Le débat sur une éventuelle ouverture de la voie à un troisième mandat présidentiel en Mauritanie ne relève pas uniquement d’un rapport de forces politique ou d’une équation parlementaire. Pour Mohamedou Ould Mohamed El Mokhtar, avocat et doyen de la Faculté de droit, d’économie et de gestion de l’Université de Nouadhibou, la question se pose d’abord en termes constitutionnels : le système juridique actuel permet-il seulement d’engager une telle démarche ?
Dans une lecture fondée notamment sur les articles 2, 28, 29 et 99 de la Constitution du 20 juillet 1991, l’universitaire estime que la limitation du mandat présidentiel et le principe de l’alternance démocratique bénéficient d’une protection particulière. Dès lors, selon lui, le véritable enjeu n’est pas de savoir quelle majorité serait nécessaire pour adopter une révision, mais si une telle révision peut, juridiquement, être ouverte.
L’article 28 fixe la durée du mandat présidentiel à cinq ans et prévoit qu’il n’est renouvelable qu’une seule fois. Quant à l’article 99, il pose des limites à l’exercice du pouvoir constituant dérivé en soustrayant certains principes et dispositions à la procédure ordinaire de révision.

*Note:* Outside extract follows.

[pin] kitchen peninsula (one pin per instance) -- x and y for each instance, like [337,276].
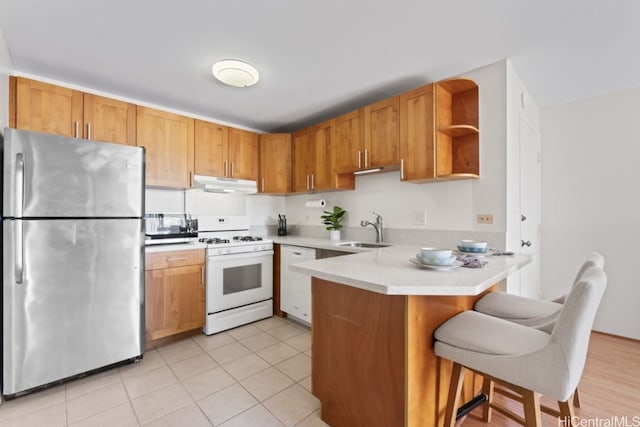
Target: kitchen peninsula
[373,317]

Pour Mohamedou Ould Mohamed El Mokhtar, cette architecture constitutionnelle constitue précisément le point central du débat. Le Parlement dispose certes du pouvoir d’initiative en matière de révision constitutionnelle, mais ce pouvoir, souligne-t-il, n’est pas absolu. Il s’exerce dans les limites fixées par la Constitution elle-même et ne saurait, en principe, permettre de contourner les interdictions que le texte fondamental impose à son propre mécanisme de modification.
Le référendum ne suffirait pas
L’hypothèse d’un recours au référendum populaire ne résoudrait pas davantage la difficulté, selon cette analyse. Un référendum constitutionnel organisé dans le cadre des institutions existantes demeure soumis aux règles de la Constitution en vigueur. Il ne constituerait donc pas, à lui seul, un mécanisme permettant de s’affranchir des limites prévues par le texte fondamental.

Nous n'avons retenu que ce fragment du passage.